Tuesday, October 4, 2011

The Tumbledown Fairies Tumble Down

The King of Tumbleby had many naughty subjects, but there was no naughtiness in the kingdom to match the fairies of Tumbledown Wood.  It was the fairies no less who tickled poor Humpty as he sat upon his wall, and it was the fairies too who laughed when he had his great fall, his large round head sinking deep into the prickles of a thick, green hedge.
This wicked deed, a king’s hedge shaking with the wobbles of an egg, and all the king’s men woken at the noisy cries, served only to encourage the naughty fairies; no sooner indeed had poor Humpty been lifted unto his uneven seat, hammered and glued and boarded with wood, two fat goose-feathers where his ears had been, than the wicked fairies were skipping off for some further fun.
They found their fun that afternoon in the very wood by which they earned their name.  Tumbledown Wood grew right outside the castle wall, its trees so tall they could peep down at the king, and its timber so plentiful they gave heat to the great royal fire all winter long.  Such heat was exactly what an important king should need, and it was this need that gave voice to his most important royal proclamation.
            “No subject shall enter Tumbledown Wood,” the king announced, his royal personage standing upon the royal steps, and his royal nose shivering with the winter’s cold; “none at all from this day forth, except the wood-cutter and I.”

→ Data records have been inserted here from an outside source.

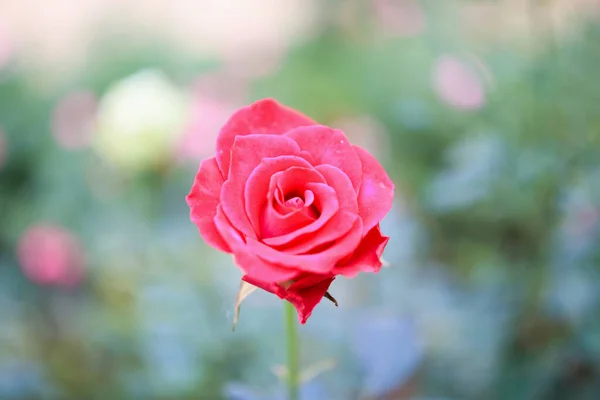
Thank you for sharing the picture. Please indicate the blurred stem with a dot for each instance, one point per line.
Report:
(293, 350)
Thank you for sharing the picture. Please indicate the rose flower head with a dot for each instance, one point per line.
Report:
(293, 201)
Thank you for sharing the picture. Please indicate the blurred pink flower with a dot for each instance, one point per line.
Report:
(6, 47)
(73, 120)
(2, 148)
(51, 255)
(364, 131)
(400, 17)
(199, 137)
(458, 84)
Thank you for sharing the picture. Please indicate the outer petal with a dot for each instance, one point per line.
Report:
(263, 117)
(329, 146)
(321, 262)
(203, 200)
(367, 257)
(260, 269)
(304, 294)
(247, 153)
(376, 193)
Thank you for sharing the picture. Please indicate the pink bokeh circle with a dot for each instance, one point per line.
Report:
(51, 255)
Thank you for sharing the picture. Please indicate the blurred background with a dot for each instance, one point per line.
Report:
(485, 113)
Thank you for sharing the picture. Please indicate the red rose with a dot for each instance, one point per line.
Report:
(293, 201)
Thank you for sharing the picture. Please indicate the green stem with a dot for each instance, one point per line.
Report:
(293, 351)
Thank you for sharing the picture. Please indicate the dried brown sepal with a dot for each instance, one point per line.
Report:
(244, 291)
(329, 297)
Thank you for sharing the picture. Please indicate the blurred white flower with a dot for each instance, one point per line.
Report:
(139, 121)
(73, 120)
(228, 27)
(200, 136)
(458, 84)
(514, 20)
(400, 17)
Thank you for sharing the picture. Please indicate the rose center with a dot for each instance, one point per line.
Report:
(294, 203)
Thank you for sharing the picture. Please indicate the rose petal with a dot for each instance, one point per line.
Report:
(262, 117)
(258, 268)
(259, 182)
(331, 147)
(230, 235)
(376, 193)
(327, 203)
(304, 294)
(321, 262)
(203, 200)
(339, 224)
(367, 256)
(247, 153)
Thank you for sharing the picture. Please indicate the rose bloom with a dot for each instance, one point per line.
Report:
(51, 255)
(293, 201)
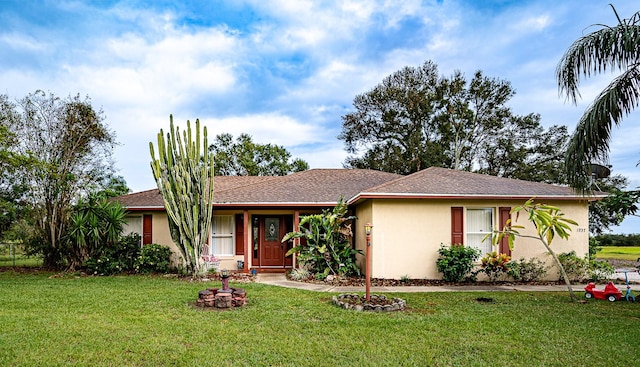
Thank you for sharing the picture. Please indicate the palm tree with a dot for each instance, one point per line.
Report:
(614, 48)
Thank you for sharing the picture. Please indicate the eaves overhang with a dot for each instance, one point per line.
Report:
(377, 195)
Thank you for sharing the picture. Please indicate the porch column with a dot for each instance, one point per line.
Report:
(296, 241)
(247, 235)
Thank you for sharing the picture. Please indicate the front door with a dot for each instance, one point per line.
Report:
(272, 248)
(270, 251)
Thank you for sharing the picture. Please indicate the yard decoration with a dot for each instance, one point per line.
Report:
(184, 174)
(548, 221)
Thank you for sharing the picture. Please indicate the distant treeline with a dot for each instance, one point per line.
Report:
(619, 239)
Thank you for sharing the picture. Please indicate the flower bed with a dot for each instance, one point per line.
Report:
(376, 303)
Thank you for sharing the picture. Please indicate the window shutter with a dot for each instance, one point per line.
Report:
(505, 214)
(240, 234)
(457, 228)
(147, 229)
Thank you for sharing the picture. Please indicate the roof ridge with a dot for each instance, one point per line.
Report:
(267, 178)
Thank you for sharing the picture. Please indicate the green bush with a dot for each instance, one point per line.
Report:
(574, 266)
(524, 270)
(600, 270)
(582, 269)
(118, 258)
(594, 247)
(456, 262)
(328, 247)
(494, 265)
(153, 259)
(104, 265)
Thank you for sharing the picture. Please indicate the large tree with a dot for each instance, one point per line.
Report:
(614, 48)
(68, 148)
(183, 171)
(394, 123)
(524, 150)
(415, 119)
(243, 157)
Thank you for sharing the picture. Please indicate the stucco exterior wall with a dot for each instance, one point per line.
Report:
(408, 233)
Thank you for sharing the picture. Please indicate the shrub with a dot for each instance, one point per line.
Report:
(328, 247)
(582, 269)
(526, 270)
(574, 266)
(104, 265)
(154, 259)
(118, 258)
(456, 262)
(495, 265)
(600, 270)
(594, 247)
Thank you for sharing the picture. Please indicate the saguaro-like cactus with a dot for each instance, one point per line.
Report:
(184, 174)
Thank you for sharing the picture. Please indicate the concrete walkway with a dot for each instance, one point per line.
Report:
(281, 281)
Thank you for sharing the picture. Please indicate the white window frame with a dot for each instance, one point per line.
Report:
(216, 236)
(484, 247)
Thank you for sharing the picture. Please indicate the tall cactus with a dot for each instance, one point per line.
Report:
(184, 175)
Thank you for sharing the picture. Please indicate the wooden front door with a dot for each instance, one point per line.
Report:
(272, 250)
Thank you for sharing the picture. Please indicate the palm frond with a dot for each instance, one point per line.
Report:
(590, 141)
(614, 48)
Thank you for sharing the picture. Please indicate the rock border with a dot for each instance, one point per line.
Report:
(353, 301)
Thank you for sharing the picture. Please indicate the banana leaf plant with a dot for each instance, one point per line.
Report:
(328, 248)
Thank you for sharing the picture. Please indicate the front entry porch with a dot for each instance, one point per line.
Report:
(267, 252)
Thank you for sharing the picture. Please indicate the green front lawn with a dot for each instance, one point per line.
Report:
(631, 253)
(150, 321)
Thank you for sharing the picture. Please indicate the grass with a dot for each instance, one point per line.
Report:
(631, 253)
(150, 321)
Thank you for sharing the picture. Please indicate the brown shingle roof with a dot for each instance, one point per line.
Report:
(316, 186)
(443, 182)
(325, 186)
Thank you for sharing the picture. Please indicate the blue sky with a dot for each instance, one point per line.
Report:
(286, 71)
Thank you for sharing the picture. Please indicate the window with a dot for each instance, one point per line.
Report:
(222, 235)
(133, 224)
(479, 224)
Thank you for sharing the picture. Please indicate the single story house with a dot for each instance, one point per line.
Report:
(412, 216)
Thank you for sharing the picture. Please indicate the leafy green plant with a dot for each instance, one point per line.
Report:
(456, 262)
(495, 265)
(154, 259)
(582, 269)
(526, 270)
(549, 221)
(95, 226)
(575, 266)
(117, 258)
(594, 247)
(328, 246)
(600, 270)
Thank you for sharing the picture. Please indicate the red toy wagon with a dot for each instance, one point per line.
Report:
(610, 292)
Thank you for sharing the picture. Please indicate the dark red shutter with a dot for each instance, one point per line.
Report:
(505, 214)
(239, 234)
(457, 226)
(147, 230)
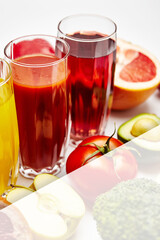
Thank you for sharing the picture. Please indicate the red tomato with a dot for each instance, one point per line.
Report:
(78, 157)
(102, 172)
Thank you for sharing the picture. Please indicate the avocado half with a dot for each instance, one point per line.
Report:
(136, 126)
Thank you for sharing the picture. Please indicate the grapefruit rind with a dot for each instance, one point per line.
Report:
(130, 94)
(121, 60)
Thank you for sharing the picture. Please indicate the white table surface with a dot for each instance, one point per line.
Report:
(138, 21)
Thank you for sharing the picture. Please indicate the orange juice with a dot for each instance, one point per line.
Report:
(9, 140)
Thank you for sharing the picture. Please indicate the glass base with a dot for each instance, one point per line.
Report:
(31, 173)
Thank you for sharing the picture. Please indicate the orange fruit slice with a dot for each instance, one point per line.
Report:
(137, 75)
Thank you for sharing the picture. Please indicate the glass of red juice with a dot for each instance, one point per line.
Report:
(91, 64)
(40, 79)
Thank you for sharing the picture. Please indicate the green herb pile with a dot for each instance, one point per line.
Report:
(130, 211)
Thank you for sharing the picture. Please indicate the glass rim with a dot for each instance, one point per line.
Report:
(37, 65)
(83, 39)
(8, 76)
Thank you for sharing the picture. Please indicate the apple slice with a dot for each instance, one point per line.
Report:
(43, 179)
(53, 212)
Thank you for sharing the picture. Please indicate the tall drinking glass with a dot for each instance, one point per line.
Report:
(39, 66)
(92, 58)
(9, 139)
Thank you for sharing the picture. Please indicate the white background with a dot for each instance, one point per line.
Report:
(138, 21)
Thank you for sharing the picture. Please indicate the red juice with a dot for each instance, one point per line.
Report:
(41, 102)
(91, 66)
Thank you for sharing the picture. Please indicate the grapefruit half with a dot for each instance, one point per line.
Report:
(137, 75)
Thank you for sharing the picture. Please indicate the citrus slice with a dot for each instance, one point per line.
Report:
(137, 75)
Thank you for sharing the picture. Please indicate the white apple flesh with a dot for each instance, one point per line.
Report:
(53, 212)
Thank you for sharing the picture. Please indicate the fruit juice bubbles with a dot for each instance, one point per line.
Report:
(9, 139)
(39, 66)
(92, 41)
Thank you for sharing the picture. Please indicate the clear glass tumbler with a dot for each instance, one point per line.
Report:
(39, 66)
(91, 64)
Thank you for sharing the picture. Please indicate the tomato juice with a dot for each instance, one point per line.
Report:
(91, 65)
(41, 100)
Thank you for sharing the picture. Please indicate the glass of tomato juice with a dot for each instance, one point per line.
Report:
(92, 58)
(39, 67)
(9, 139)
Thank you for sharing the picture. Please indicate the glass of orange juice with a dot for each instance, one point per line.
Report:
(9, 140)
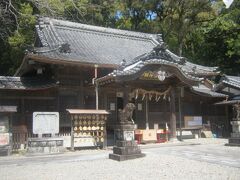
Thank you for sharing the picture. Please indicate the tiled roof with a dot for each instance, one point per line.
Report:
(166, 60)
(232, 81)
(25, 83)
(82, 43)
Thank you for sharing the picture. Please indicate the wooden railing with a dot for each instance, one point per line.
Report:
(19, 140)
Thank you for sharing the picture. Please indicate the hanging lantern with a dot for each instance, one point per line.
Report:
(136, 95)
(150, 97)
(161, 75)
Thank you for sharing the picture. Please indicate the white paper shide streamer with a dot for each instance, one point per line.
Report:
(228, 3)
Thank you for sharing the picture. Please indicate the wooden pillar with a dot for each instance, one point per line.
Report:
(96, 90)
(72, 132)
(172, 115)
(82, 105)
(147, 112)
(125, 96)
(227, 122)
(105, 125)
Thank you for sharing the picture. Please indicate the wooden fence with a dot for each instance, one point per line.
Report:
(19, 140)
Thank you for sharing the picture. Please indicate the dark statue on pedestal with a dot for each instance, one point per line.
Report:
(126, 148)
(125, 115)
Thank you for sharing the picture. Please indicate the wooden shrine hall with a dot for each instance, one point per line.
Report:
(78, 66)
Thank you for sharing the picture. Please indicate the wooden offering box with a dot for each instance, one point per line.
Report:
(88, 127)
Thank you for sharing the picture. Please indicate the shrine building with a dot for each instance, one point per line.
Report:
(78, 66)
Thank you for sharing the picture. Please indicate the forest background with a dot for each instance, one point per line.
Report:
(204, 31)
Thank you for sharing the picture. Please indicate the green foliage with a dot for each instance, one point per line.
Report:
(218, 42)
(14, 43)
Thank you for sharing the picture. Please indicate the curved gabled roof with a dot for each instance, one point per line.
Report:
(165, 60)
(83, 43)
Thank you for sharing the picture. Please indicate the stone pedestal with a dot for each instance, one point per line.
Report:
(126, 148)
(234, 140)
(37, 146)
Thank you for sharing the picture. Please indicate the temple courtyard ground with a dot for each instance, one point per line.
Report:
(192, 159)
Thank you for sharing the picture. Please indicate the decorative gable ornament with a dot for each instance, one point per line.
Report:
(161, 75)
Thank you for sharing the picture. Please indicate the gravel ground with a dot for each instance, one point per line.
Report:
(153, 166)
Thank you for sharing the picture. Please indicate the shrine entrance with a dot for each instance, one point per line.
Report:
(156, 83)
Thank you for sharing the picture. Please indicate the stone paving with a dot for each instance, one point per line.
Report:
(209, 160)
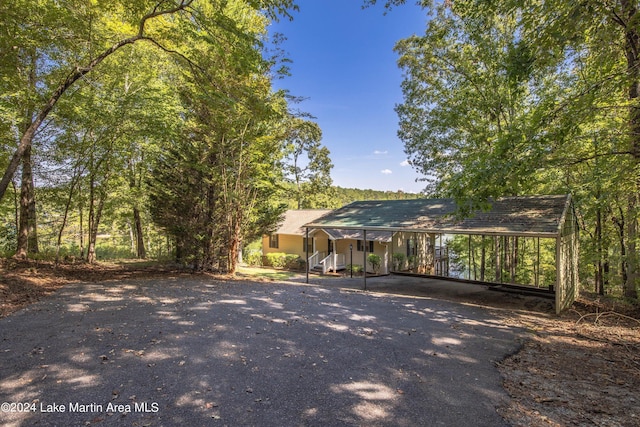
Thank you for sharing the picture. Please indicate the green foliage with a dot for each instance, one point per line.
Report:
(282, 260)
(252, 257)
(374, 261)
(505, 98)
(398, 261)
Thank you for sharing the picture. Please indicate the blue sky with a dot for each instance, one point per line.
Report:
(344, 64)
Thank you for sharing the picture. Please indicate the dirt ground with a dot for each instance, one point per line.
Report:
(579, 368)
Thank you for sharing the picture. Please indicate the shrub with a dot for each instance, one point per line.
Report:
(398, 261)
(374, 261)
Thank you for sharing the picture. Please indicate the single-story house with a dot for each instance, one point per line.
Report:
(413, 226)
(328, 249)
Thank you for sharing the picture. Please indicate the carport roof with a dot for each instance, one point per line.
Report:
(535, 216)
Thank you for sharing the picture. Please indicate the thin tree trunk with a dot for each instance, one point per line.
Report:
(139, 232)
(632, 52)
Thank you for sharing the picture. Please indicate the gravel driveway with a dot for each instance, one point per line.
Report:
(197, 351)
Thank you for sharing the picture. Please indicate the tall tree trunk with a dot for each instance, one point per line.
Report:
(483, 260)
(27, 232)
(95, 212)
(139, 232)
(78, 72)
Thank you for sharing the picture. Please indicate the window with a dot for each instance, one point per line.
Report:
(360, 246)
(273, 241)
(411, 248)
(307, 246)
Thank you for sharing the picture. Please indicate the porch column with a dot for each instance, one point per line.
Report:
(365, 260)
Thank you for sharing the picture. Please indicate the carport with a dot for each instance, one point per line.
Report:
(549, 218)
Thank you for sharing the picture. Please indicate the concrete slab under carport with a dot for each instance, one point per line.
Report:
(444, 289)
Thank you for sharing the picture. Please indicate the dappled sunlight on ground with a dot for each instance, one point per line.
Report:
(252, 353)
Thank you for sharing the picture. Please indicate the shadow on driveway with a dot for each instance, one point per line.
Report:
(196, 351)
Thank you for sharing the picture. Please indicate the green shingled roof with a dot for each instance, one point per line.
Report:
(525, 216)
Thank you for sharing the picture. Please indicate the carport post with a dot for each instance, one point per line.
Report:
(365, 259)
(307, 251)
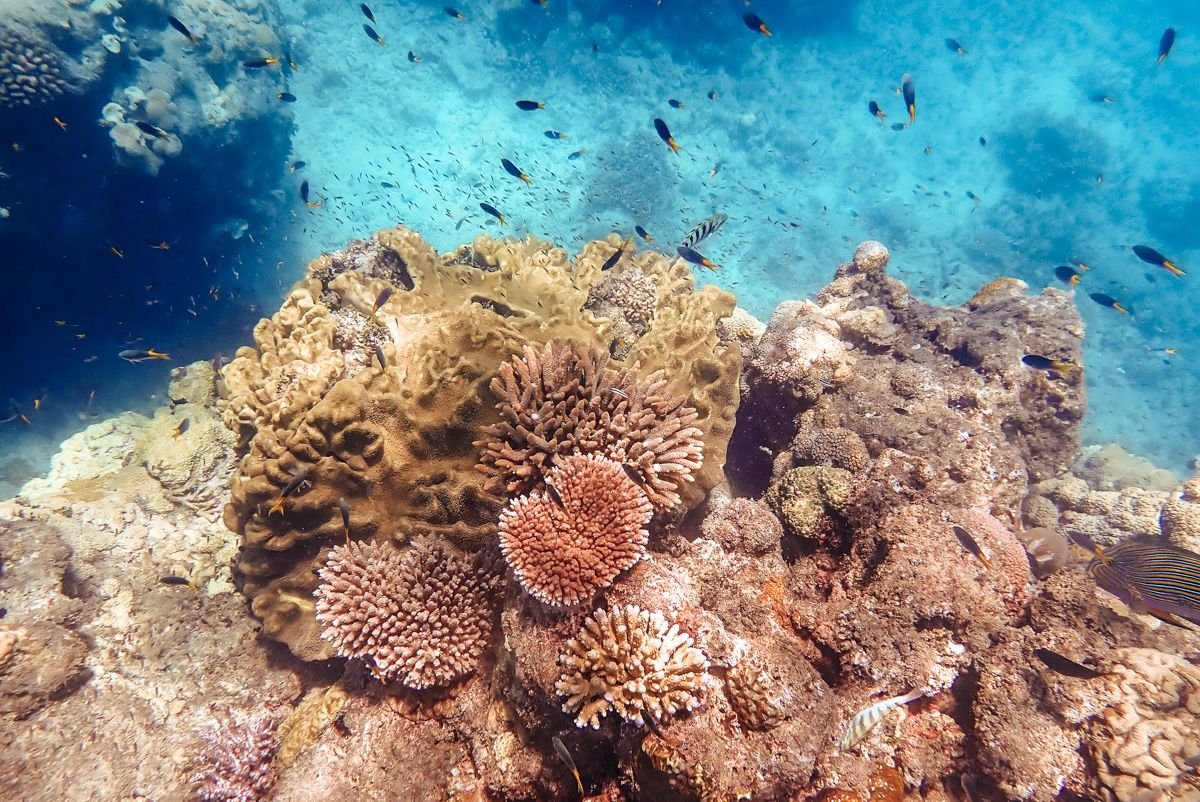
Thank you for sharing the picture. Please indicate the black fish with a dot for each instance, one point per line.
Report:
(492, 210)
(151, 130)
(1109, 300)
(1165, 45)
(970, 544)
(706, 228)
(1067, 274)
(515, 172)
(1150, 256)
(181, 28)
(910, 96)
(1065, 665)
(371, 34)
(611, 262)
(665, 135)
(755, 23)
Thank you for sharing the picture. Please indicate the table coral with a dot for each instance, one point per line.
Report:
(564, 554)
(631, 662)
(395, 441)
(420, 616)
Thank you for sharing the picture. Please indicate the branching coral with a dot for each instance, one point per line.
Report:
(29, 73)
(420, 616)
(564, 401)
(633, 662)
(237, 764)
(564, 554)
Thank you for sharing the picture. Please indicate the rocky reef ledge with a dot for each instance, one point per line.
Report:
(460, 525)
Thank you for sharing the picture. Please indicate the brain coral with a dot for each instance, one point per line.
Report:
(396, 440)
(565, 401)
(419, 616)
(563, 555)
(633, 662)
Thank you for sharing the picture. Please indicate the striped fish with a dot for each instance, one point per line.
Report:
(865, 720)
(1152, 576)
(701, 232)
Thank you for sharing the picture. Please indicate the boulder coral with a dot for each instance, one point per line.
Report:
(395, 440)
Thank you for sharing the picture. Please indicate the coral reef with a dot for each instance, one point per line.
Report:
(237, 764)
(631, 662)
(419, 616)
(565, 401)
(564, 554)
(301, 401)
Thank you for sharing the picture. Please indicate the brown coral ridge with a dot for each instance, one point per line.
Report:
(945, 385)
(564, 401)
(396, 440)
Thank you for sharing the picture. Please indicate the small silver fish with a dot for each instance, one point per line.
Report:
(865, 720)
(703, 231)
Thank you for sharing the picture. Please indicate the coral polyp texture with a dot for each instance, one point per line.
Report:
(235, 765)
(564, 554)
(396, 438)
(634, 663)
(564, 400)
(420, 616)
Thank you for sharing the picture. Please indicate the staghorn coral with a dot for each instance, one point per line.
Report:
(1141, 742)
(30, 73)
(563, 555)
(237, 764)
(396, 441)
(564, 401)
(419, 616)
(631, 662)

And yet, though the Seven Sleepers awoke and hurried from their beds, and even the spring grass plucked up its roots and galloped off beneath the cover of snow in search of some new lush meadow, the fairies gave not a care to the orders of their king.  They were too naughty to heed his words, and so they skipped and danced, each naughty voice competing to repeat the royal declaration.
            “By order of Me”, they laughed, puffing out their stick chests and creasing their eyebrows in wicked imitation of royal frowns.
            “And Me!”
            “And Me!”
When they had done with this sport, their tummies quite empty now from the efforts of their mischief, they soon forgot what had been said, and thinking only of the wood-cutter with his long, sharp axe, they tipped and toed beneath the new royal fence and off into the forbidden wood, the tunics of their many-coloured petals marching across the snow like an army of ants busy at work. 
These fairies were too tiny for the royal eyes, and those eyes were too sleepy from royal work to search the ground below the castle walls; and so, even as the royal toes warmed before the royal heat, the tumbledowns went deeper and deeper into the forbidden royal wood, their large brown feet sinking deep into the snow, right up to the hairy knobbles of their knees.
So cold were the tumbledowns as they marched that even Flora’s teeth began to chatter, giving off the sound of a sleeping cricket, and Dente too froze, his nose the colour of a dark blue berry.  Only Galant remained fearless that day, his thoughts upon the snow-drops in the clearings of the trees, and his lips already tasting the sweet pollen of their six yellow anthers.
It was Galant then who first spotted the clusters of bell-shaped flowers, and it was Galant too who leapt unto the tall, green stalk, his long stick fingers, climbing faster than his chasing feet.  Galant took no rest upon the pedicel from which the white flower hung, and he was deep within the green, pleated skirt of the delicate tepals whilst his friends continued their climb.
He might have stayed there too, feeding upon the rich food, his tummy swelling from the feast, but he was soon too rounded for the space in which he hid and he tumbled down into the snow.  There his friends joined him, one by one, tumbling plip, plop, plup, their tummies full, and when they had done with laughing at the sport, Flora stood up to begin a new game.
            “My name is Flora,” she announced, standing tall and reaching high into the air, “and I love snow-drops.”
            “My name is Dente,” said her friend, standing also and rubbing his fat, round belly, “and I eat flowers.”
“My name is Ferkel,” said the tiniest of the fairies, still busy within the tepals of his flower, “and I.............”
“Tumble down”, chimed all the fairies together, as Ferkel fell to the earth.
The inconvenience to his play, an anther still uneaten in his hand, did nothing to upset the little Ferkel; he sank his teeth without another word, whilst the others skipped about with their jest.  Their play was soon so noisy the sound carried to the wood-cutter nearby, but he need not have stomped his boots to where they were, for they were gone, cosy in their petal beds and dreaming of the naughty days ahead.